6.1 Alternate explanations

Data from the ANES 2020 Social Media Study indicated that, compared to respondents who do not use Instagram, respondents who use Instagram were more likely to have voted for Joe Biden than to have voted for Donald Trump in the 2020 U.S. presidential election. The p-value was less than p=0.05 for a test of the null hypothesis that the percentage of Instagram users who voted for Joe Biden equaled the percentage of Instagram non-users who voted for Joe Biden, so we can infer at the conventional level in political science that these percentages differ from each other.

However, we can’t use this information to credibly infer that using Instagram caused respondents to be more likely to vote for Joe Biden, because there are plausible alternate explanations that are still available. For example, as indicated in the table below, compared to respondents who do not use Instagram, respondents who use Instagram were more likely to be female, were more likely to be non-White, and were younger. Therefore, the “Uses Instagram” group differs from the “Doesn’t use Instagram” group on many characteristics, so we can’t isolate Instagram as a reason why Instagram users were more likely to vote for Joe Biden than Instagram non-users were.

Mean / Percent	Uses Instagram	Doesn’t use Instagram	p-value
% vote Biden	67%	54%	p<0.0001
% female	59%	44%	p<0.0001
% non-White	42%	24%	p<0.0001
Mean age	41	56	p<0.0001

6.2 Randomized experiments

Now let’s discuss a randomized experiment that was conducted on the the ANES 2020 Social Media Study that does permit us to infer causality at the conventional level in political science. For this experiment, participants who reported having a Facebook account were asked to agree to permit the ANES researchers to access the participant’s information on Facebook. However, some participants were randomly assigned to be asked for this permission near the start of the survey (which we will call the “Consent First” group of participants), and other participants were randomly assigned to be asked for this permission near the end of the survey (which we will call the “Consent Last” group of participants).

This randomization of participants to groups is intended to produce two groups that are as equal to each other as possible. The randomization isn’t perfect: sometimes random assignment to groups will produce one group that has a much higher percentage female than another group has, or a much higher mean age than another group has, or a much higher mean education level than another group has. Any such differences between groups due to imperfections in the random assignment is called random assignment error. This random assignment error isn’t “error” in the sense of a mistake. Instead, this random assignment error is error only in the sense of imperfection.

Randomized experiments are great for causal inference, because, in a randomized experiment, there are only two possible explanations for a difference between groups: [1] random assignment error caused the difference between groups, or [2] the difference in treatment caused the difference between groups.

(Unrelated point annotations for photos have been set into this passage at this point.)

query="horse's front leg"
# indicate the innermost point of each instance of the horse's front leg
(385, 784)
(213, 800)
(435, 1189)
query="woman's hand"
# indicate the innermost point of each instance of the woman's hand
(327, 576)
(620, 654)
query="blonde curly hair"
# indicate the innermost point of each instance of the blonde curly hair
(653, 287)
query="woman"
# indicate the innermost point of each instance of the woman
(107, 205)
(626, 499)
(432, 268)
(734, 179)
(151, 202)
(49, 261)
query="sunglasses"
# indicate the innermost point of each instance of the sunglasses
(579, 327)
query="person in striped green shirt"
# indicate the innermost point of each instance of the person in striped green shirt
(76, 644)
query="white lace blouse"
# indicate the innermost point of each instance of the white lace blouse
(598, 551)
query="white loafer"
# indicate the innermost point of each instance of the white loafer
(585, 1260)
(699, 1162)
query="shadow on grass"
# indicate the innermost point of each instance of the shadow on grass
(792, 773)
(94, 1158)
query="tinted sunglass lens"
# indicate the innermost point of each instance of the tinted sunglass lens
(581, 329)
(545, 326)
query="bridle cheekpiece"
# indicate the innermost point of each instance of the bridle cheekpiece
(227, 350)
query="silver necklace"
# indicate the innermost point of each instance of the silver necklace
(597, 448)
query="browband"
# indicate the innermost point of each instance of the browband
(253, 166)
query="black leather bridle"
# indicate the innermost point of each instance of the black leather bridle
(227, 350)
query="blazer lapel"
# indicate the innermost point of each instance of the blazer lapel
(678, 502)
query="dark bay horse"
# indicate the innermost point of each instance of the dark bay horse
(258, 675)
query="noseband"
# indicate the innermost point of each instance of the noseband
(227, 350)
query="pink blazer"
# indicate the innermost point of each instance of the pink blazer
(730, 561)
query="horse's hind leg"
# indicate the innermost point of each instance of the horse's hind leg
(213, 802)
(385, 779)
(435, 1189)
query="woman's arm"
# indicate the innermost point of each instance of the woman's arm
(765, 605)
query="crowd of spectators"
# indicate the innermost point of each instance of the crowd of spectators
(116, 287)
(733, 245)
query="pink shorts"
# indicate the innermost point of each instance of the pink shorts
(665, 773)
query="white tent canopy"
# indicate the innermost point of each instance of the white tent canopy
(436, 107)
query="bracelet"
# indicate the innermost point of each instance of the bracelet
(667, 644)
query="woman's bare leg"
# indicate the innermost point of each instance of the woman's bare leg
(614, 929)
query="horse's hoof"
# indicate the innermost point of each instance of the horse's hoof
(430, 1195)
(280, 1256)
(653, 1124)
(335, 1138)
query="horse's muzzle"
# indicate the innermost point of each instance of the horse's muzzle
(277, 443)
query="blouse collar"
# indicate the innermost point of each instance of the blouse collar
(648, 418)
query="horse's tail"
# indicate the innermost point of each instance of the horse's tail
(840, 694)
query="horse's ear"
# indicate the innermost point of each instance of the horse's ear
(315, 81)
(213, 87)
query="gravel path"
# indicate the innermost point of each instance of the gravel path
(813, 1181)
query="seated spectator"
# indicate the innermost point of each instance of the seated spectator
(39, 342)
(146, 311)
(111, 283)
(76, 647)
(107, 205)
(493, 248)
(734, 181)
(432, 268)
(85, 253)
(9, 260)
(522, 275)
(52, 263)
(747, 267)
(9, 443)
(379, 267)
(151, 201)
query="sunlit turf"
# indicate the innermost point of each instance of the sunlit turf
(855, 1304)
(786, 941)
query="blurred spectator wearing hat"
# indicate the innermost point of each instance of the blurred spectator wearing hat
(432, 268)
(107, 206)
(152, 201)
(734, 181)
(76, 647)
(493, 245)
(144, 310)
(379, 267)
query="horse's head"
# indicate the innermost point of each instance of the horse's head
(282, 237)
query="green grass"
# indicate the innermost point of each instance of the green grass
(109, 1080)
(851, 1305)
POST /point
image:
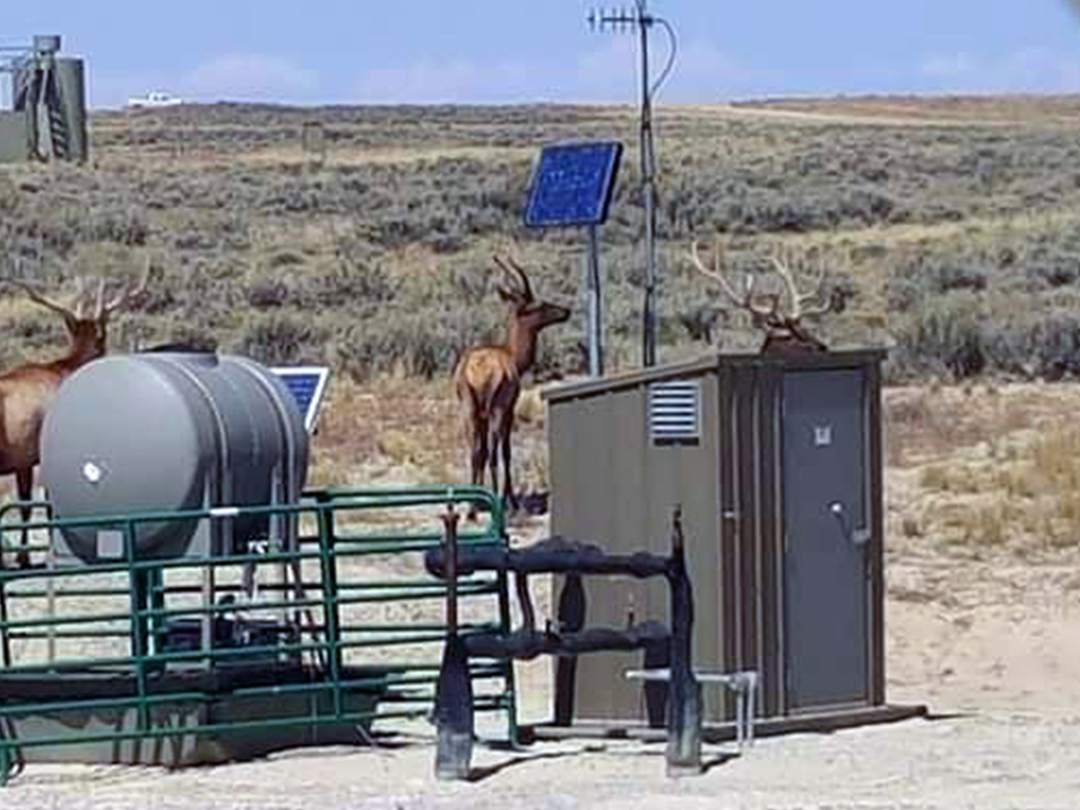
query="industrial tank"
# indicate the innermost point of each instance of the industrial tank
(171, 432)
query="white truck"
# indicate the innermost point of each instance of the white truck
(154, 99)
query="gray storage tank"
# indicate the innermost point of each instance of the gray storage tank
(171, 432)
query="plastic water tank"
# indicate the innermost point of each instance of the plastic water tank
(170, 432)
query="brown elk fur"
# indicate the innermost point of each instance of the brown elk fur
(488, 378)
(784, 333)
(26, 391)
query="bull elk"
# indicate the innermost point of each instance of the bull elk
(784, 333)
(26, 391)
(488, 378)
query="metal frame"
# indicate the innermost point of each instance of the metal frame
(328, 642)
(730, 485)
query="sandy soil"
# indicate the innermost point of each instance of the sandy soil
(987, 639)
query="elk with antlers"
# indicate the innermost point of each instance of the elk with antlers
(488, 378)
(26, 391)
(784, 332)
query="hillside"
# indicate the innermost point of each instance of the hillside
(953, 219)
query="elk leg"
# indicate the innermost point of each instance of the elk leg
(493, 451)
(480, 453)
(478, 459)
(24, 483)
(508, 486)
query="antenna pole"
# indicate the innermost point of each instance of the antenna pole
(648, 190)
(640, 18)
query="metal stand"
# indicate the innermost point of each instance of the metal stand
(595, 307)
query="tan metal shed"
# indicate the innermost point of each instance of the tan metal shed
(778, 467)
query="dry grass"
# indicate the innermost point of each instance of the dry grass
(982, 470)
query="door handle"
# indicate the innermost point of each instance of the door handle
(856, 537)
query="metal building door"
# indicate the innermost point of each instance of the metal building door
(826, 536)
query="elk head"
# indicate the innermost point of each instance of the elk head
(529, 315)
(782, 321)
(86, 326)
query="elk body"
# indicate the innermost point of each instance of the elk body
(488, 378)
(784, 333)
(26, 391)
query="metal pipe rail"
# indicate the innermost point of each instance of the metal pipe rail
(133, 625)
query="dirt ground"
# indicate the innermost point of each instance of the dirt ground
(986, 637)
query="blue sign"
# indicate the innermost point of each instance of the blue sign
(572, 184)
(308, 385)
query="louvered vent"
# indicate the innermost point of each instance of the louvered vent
(675, 410)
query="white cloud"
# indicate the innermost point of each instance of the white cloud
(248, 78)
(1029, 69)
(948, 67)
(454, 81)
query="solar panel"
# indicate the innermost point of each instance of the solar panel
(308, 385)
(572, 184)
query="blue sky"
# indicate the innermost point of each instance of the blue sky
(485, 51)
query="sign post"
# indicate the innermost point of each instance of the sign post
(572, 186)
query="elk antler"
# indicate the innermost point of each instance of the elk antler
(513, 270)
(761, 314)
(104, 309)
(798, 299)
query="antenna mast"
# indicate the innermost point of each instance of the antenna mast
(639, 19)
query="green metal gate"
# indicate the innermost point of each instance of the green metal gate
(181, 660)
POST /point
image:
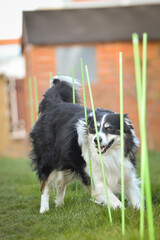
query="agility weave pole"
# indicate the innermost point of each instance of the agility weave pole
(36, 95)
(86, 120)
(99, 148)
(74, 101)
(31, 101)
(141, 99)
(122, 140)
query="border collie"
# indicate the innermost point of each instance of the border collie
(61, 141)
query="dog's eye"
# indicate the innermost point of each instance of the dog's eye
(109, 128)
(93, 130)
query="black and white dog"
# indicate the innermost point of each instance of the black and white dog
(61, 139)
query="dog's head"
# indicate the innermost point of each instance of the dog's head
(108, 125)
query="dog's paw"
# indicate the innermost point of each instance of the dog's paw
(44, 209)
(137, 205)
(116, 204)
(97, 202)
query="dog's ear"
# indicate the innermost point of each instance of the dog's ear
(54, 81)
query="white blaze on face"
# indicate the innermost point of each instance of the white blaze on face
(102, 136)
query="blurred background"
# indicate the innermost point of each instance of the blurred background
(47, 36)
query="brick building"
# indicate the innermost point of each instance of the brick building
(53, 39)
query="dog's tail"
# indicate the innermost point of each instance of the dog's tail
(60, 91)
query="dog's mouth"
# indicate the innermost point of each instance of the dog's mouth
(105, 148)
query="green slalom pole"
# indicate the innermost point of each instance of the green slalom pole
(147, 177)
(122, 140)
(73, 95)
(137, 64)
(36, 95)
(31, 101)
(99, 148)
(86, 119)
(73, 85)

Even better, for a test that the groups equal each other on a characteristic, a p-value of p<0.05 permits us to reject random assignment error as a likely explanation, which leaves only the difference in the treatment as a likely explanation.

Below is a summary table for the Facebook experiment, comparing the “Consent First” group to the “Consent Last” group: the groups were very similar to each other in percentage female, percentage White, mean age, and mean education, but the groups were not similar to each other in the percentage of respondents that consented to have the ANES researchers access the participant’s information on Facebook.

Mean / Percent	Consent First	Consent Last	p-value
% consented	65%	44%	p<0.0001
% female	49.2%	49.8%	p=0.64
% White	68.9%	69.7%	p=0.53
Mean age	50.53	50.46	p=0.88

So, for this experiment, the p-value under p=0.05 means that we can conclude at the conventional level in political science that, compared to asking for consent near the start of the survey, asking for consent near the end of the survey caused a lower percentage of participants to consent to permit the ANES researchers to access the participant’s Facebook information.

6.3 Effects of random assignment error

Random assignment error can bias inferences in any direction. Let’s imagine a sample that has two Democrats and two Republicans. Let’s color Democrats as blue and Republicans as dark red. Democrats tend to be politically liberal, and Republicans tend to be politically conservative. In an experiment, a treatment group receives a treatment, and a control group receives no treatment (or the treatment is assumed to have no effect on the outcome that we are interested in).

If the random assignment of these four participants to a control group and a treatment group does not have random assignment error by political party, then the groups will be like in the plot below, equal by party before the difference in treatment:

But random assignment error could produce a control group that has both of the Democrats and a treatment group that has both of the Republicans (like in the plot below), so that – even before the treatment is applied – random assignment error has biased the experiment toward the conclusion that the treatment increases conservative outcomes.

And random assignment error could produce a control group that has both of the Republicans and a treatment group that has both of the Democrats (like in the plot below), so that – even before the treatment is applied – random assignment error has biased the experiment toward the conclusion that the treatment increases liberal outcomes.

So random assignment error can bias the estimate of a treatment effect in any direction.

Random assignment error can also mask effects. Suppose, for example, that a treatment makes people more conservative, but random assignment error caused the treatment group to have a higher percentage of Democrats than the control group has: the treatment pushed outcomes in the conservative direction, but the random assignment error biased outcomes in the liberal direction, so that these two effects can offset each other.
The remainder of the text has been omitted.